Once Russia had started down the path of
genuine pluralism and democratization, it was
difficult to support an obvious reversal on that
front. The United States had no meaningful control
over the reform processes that began under
Gorbachev in the late 1980s, and those processes
clearly served Yeltsin's interests as he rose to
power during 1990 and 1991. This prehistory
necessitated asserting a narrative about Russia as
continuing down a contentious but increasingly
democratic path.
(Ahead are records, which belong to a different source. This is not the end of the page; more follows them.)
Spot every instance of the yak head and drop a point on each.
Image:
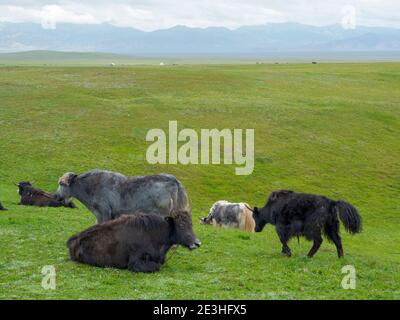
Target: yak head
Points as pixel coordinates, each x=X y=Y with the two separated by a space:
x=261 y=218
x=64 y=186
x=22 y=186
x=207 y=220
x=268 y=212
x=182 y=227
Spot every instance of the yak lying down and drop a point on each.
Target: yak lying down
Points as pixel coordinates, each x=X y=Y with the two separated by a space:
x=31 y=196
x=137 y=242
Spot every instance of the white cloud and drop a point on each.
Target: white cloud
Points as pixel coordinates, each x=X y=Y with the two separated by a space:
x=156 y=14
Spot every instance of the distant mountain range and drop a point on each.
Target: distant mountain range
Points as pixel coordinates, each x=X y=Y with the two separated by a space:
x=287 y=37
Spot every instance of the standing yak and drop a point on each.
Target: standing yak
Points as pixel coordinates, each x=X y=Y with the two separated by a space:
x=230 y=215
x=300 y=214
x=110 y=194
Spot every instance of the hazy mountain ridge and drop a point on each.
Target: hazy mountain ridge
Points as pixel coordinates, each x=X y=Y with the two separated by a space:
x=184 y=40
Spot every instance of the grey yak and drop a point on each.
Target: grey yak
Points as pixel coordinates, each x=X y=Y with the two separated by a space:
x=300 y=214
x=138 y=242
x=109 y=195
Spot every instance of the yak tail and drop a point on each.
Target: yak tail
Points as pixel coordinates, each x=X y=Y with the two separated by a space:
x=182 y=198
x=247 y=222
x=350 y=217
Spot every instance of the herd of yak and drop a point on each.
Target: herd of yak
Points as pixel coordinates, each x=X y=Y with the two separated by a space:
x=140 y=218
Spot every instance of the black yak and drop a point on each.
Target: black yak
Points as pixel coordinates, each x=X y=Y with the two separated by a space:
x=2 y=208
x=300 y=214
x=109 y=194
x=136 y=242
x=230 y=215
x=31 y=196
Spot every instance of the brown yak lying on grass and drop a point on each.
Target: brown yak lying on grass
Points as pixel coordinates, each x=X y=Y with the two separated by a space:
x=31 y=196
x=138 y=242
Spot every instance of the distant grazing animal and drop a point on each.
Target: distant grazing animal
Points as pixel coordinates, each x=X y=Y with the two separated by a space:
x=300 y=214
x=136 y=242
x=31 y=196
x=109 y=194
x=2 y=208
x=230 y=215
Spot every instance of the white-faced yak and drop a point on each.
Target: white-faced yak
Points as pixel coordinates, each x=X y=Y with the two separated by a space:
x=230 y=215
x=31 y=196
x=109 y=195
x=136 y=242
x=299 y=214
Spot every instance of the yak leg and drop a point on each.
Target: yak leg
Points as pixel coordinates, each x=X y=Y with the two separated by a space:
x=316 y=245
x=334 y=236
x=282 y=233
x=142 y=263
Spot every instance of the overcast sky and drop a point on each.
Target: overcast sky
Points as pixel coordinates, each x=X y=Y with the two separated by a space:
x=157 y=14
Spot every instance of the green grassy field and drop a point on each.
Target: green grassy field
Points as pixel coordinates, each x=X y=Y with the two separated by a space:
x=331 y=129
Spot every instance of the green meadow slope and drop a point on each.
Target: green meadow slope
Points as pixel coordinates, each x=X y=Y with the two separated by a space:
x=331 y=129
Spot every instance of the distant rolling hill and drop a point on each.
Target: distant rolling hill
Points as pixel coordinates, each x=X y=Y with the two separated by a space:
x=181 y=40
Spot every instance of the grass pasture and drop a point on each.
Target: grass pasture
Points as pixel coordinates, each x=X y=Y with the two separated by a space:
x=331 y=129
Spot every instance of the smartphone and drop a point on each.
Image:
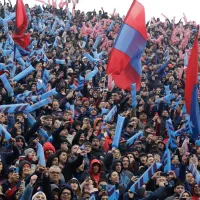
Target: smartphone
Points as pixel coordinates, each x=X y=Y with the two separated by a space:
x=22 y=184
x=82 y=147
x=104 y=187
x=163 y=174
x=33 y=167
x=16 y=170
x=21 y=158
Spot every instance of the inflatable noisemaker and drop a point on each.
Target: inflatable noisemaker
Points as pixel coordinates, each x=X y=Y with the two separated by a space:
x=13 y=108
x=145 y=177
x=42 y=132
x=91 y=74
x=7 y=85
x=111 y=114
x=4 y=133
x=134 y=138
x=59 y=61
x=24 y=73
x=40 y=154
x=98 y=39
x=39 y=105
x=167 y=90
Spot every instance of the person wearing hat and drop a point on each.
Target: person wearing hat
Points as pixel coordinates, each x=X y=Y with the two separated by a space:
x=48 y=149
x=9 y=186
x=24 y=169
x=39 y=196
x=20 y=143
x=75 y=185
x=55 y=190
x=66 y=193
In that context, it made more
sense for the United States, whatever its
policymakers' genuine sentiments in this regard,
to encourage a version of democracy that saw
neo-liberal economics as intimately interwoven
with Russia's procedurally democratic
institutions.
There is also reason to
believe that US policymakers were concerned about
a reversion to communism, or something like it, in
the difficult days of 1993. Thus, the Clinton
administration's support for Yeltsin in his
standoff with hard-liners in Parliament
undoubtedly flowed from real concerns about the
reform process. What's important to understand,
though, is that the Washington Consensus
constructed a very specific understanding of what
reform, democracy, and free markets meant - an
interwoven complex of institutions in which the
political leadership, once empowered by an
electoral majority, accepted the idea that
responsible public policy decisions involved
accepting the primacy of capital markets and
interests in determining what was best for the
country's future. If significant social costs
accompanied that understanding, that was perhaps a
matter for compassion, but other historical
options had been ruled out, so there was no
alternative. In this way, Robinson's outline of
polyarchy promotion comports well with the
outcomes observed in Russia, though what was
concretely at stake there may have differed from
the situation that he analyzed in Latin America.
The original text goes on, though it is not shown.